Le premier parti est souverainiste, le deuxième dit l’être, ne sont-ils pas faits pour s’entendre?
C’est oublier que, pour le PQ, l’indépendance est un bien en soi, alors que pour QS, elle n’est désirable qu’à condition de porter un projet associé à la gauche radicale.
C’est oublier aussi que si le PQ voit QS comme un parti de frères éloignés, QS voit le PQ comme son ennemi principal et rêve de l’abattre pour prendre sa place.
Le PQ voit la convergence comme une béquille pour l’amener au pouvoir. QS y voit un frein à sa croissance.
Mais il y a autre chose.
Depuis quelques années, le clivage souverainiste-fédéraliste s’est affaibli.
Sauf un petit bloc de francophones et l’immense majorité des anglophones et des communautés culturelles pour qui le refus de la souveraineté demeure une passion ardente, les électeurs ne se présentent plus aux urnes en ayant en tête la question nationale.
Ils ne vivent plus dans l’attente ou la crainte d’un prochain référendum.
De nouveaux clivages émergent.
On pense bien sûr au clivage entre la gauche et la droite, même s’il demeure assez rudimentaire au Québec. Ailleurs dans le monde, il a une dimension morale, culturelle, philosophique.
Ici, il se limite à une question simple: avez-vous l’impression de payer trop de taxes, oui ou non?
On doit parler d’un autre clivage: celui portant sur la question identitaire. Il passionne bien davantage que le débat sur l’indépendance.
Êtes-vous pour ou contre la charte des valeurs?
Pour ou contre une baisse significative de l’immigration?
Pour ou contre les accommodements raisonnables?
Pour ou contre le multiculturalisme?
Pour ou contre le cours Éthique et culture religieuse?
Pour ou contre un renforcement des lois linguistiques?
C’est à travers la question identitaire que notre société se demande quel avenir elle se souhaite. Mais politiquement, elle se traduit difficilement.
CONVERGENCE PQ-CAQ?
C’est à travers la question identitaire que notre société se demande quel avenir elle se souhaite.
Mais politiquement, elle se traduit difficilement.
Quoi qu’on en dise, le PQ est bien plus proche de la CAQ que de QS sur cette question. QS, en la matière, se rapproche du Parti libéral.

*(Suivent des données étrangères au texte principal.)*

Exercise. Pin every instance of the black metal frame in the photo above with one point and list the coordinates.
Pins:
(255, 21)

Tant qu’à converger, les péquistes et les caquistes auraient probablement des choses à se dire. Les nationalistes francophones pourraient se rassembler.
Puisque l’indépendance n’est pas à la veille de se faire, ils pourraient se donner un programme de gouvernement national commun. Mais cela n’arrivera pas. Et les libéraux seront réélus. Encore.